Further facts about shift graphs

• Odd cycles of ${\displaystyle G_{n,k}}$  have length at least ${\displaystyle 2k+1}$ , in particular ${\displaystyle G_{n,2}}$  is triangle free.
• For fixed ${\displaystyle k\geq 2}$  the asymptotic behaviour of the chromatic number of ${\displaystyle G_{n,k}}$  is given by ${\displaystyle \chi (G_{n,k})=(1+o(1))\log \log \cdots \log n}$  where the logarithm function is iterated ${\displaystyle {\displaystyle k-1}}$  times.^[1]
• Further connections to the chromatic theory of graphs and digraphs have been established in.^[2]
• Shift graphs, in particular ${\displaystyle G_{n,3}}$  also play a central role in the context of order dimension of interval orders.^[3]

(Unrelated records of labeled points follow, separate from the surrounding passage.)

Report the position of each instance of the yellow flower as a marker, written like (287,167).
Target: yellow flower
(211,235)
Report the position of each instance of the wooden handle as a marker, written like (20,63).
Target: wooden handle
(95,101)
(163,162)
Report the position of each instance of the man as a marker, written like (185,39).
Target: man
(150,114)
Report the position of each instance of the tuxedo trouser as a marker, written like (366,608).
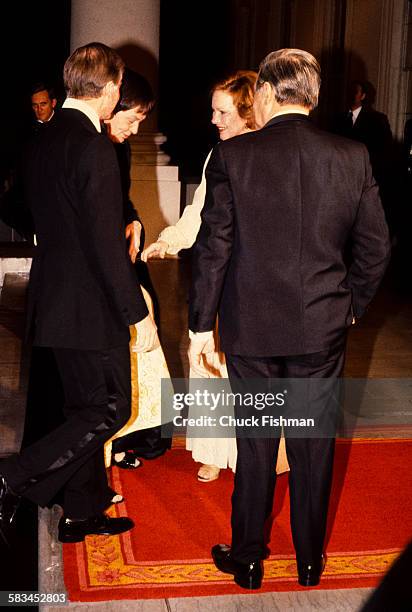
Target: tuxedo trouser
(310,461)
(97,391)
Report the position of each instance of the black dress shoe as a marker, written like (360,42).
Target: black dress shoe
(309,573)
(129,462)
(9,502)
(72,530)
(246,575)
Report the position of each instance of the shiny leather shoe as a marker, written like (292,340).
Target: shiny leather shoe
(75,530)
(207,473)
(129,462)
(309,574)
(9,502)
(246,575)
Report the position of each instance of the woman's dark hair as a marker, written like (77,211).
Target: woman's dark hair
(135,92)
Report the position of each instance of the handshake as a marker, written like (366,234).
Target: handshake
(146,336)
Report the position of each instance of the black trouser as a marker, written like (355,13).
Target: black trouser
(310,461)
(97,394)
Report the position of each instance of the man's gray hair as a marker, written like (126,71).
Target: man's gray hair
(294,76)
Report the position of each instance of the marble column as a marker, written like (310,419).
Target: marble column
(132,28)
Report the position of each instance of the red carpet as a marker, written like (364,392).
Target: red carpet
(178,520)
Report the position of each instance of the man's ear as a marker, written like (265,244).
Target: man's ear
(109,87)
(267,92)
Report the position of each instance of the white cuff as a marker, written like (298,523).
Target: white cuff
(204,336)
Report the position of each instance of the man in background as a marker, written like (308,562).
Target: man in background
(43,102)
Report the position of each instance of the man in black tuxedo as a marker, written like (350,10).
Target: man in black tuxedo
(283,204)
(83,295)
(364,124)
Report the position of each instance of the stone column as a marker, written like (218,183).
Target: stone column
(132,28)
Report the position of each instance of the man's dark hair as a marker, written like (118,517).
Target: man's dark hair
(135,92)
(294,75)
(42,86)
(90,68)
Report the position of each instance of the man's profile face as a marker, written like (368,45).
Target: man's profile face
(42,105)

Representation of shift graphs

 

The line representation of a shift graph.

The shift graph ${\displaystyle G_{n,2}}$  is the line-graph of the complete graph ${\displaystyle K_{n}}$  in the following way: Consider the numbers from ${\displaystyle 1}$  to ${\displaystyle n}$  ordered on the line and draw line segments between every pair of numbers. Every line segment corresponds to the ${\displaystyle 2}$ -tuple of its first and last number which are exactly the vertices of ${\displaystyle G_{n,2}}$ . Two such segments are connected if the starting point of one line segment is the end point of the other.

References

1. Erdős, P.; Hajnal, A. (1968), "On chromatic number of infinite graphs", Theory of Graphs (Proc. Colloq., Tihany, 1966) (PDF), New York: Academic Press, pp. 83–98, MR 0263693
2. Simonyi, Gábor; Tardos, Gábor (2011). "On directed local chromatic number, shift graphs, and Borsuk-like graphs". Journal of Graph Theory. 66: 65–82. arXiv:0906.2897. doi:10.1002/jgt.20494. S2CID 14215886.
3. Füredi, Z.; Hajnal, P.; Rödl, V.; Trotter, W. T. (1991). "Interval Orders and Shift Graphs". Sets, Graphs and Numbers. 60. Proc. Colloq. Math. Soc. Janos Bolyai: 297–313.